L'anima dei Siciliani, segnata dai confini dell'egoismo e della
diffidenza, non conoscerebbe la trascendenza, la proiezione nel futuro:
un fosco o rassegnato immanentismo sarebbe il loro orizzonte religioso.
E in tanti secoli di storia niente sarebbe cambiato.
E' vero. La storia religiosa della Sicilia non è ricca di santi, nè di
papi, nè di teologi, nè di innovazioni spirituali. Le novità sono
venute sempre da fuori, non sono scaturite da processi autoctoni di
vitalità religiosa.
La religione cristiana non avrebbe avuto una grande influenza
sull'animo dei siciliani, non l'avrebbe nè diretto nè tantomeno
migliorato.
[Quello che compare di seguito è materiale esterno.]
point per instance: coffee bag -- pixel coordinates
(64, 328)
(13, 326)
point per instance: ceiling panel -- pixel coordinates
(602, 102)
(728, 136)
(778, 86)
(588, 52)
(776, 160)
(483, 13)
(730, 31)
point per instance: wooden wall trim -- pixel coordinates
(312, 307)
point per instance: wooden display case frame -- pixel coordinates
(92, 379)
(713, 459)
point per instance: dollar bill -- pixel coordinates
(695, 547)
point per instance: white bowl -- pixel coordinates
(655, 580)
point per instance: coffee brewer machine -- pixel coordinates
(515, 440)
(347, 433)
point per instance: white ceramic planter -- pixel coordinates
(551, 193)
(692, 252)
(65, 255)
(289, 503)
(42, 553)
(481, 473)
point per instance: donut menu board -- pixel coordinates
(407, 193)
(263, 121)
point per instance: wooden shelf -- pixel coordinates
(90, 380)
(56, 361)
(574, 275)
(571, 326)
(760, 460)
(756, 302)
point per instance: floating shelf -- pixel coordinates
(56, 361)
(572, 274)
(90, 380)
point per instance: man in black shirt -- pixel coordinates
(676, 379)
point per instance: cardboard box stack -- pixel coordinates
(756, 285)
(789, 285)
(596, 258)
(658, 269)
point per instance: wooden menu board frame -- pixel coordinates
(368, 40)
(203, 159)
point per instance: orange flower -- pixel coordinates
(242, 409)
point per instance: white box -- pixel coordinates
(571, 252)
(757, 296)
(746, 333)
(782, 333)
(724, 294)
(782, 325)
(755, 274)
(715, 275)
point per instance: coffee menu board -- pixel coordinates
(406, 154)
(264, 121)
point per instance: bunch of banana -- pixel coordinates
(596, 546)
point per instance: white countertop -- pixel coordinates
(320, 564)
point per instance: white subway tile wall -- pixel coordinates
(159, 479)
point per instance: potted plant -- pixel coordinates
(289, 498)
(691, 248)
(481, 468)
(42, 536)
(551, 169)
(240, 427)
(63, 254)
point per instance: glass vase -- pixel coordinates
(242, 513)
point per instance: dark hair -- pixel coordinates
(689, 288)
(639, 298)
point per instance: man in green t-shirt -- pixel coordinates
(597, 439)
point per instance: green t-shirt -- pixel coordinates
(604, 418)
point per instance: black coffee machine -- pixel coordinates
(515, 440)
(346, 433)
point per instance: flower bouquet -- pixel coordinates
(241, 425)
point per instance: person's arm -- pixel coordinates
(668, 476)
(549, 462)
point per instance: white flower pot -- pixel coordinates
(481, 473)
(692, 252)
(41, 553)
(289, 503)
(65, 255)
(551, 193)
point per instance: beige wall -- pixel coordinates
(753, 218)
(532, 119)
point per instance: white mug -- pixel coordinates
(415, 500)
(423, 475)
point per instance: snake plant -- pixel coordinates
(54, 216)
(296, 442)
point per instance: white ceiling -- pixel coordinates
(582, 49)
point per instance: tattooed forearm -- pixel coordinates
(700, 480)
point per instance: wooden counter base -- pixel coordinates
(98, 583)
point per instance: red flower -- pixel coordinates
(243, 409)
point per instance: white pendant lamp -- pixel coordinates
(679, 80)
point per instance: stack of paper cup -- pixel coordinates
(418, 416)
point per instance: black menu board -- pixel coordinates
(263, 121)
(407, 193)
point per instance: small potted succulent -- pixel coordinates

Anzi in mano ai peggiori è stata strumento per sanzionarne
il loro potere e il loro dominio sulla società a danno dei pochi
spiriti eletti, che avrebbero potuto migliorare la qualità della vita e
della società siciliana. A risollevare le sorti della religiosità dei
Siciliani non poteva tornare utile il secolare e
strettissimo rapporto tra potere statale e chiesa; non è stata un
perpetuo canto alla grandezza e alla misericordia di Dio.
Il mio convincimento è che questo genere di ragionamento non valga solo
per i Siciliani; che ci sia tanto volterianesimo, tanto
illuminismo da salotto; che ci sia tanta affabilità e
sufficienza da signori. Un discorso fondato su spezzoni di
antropologia e di sociologia di tipo intuitivo.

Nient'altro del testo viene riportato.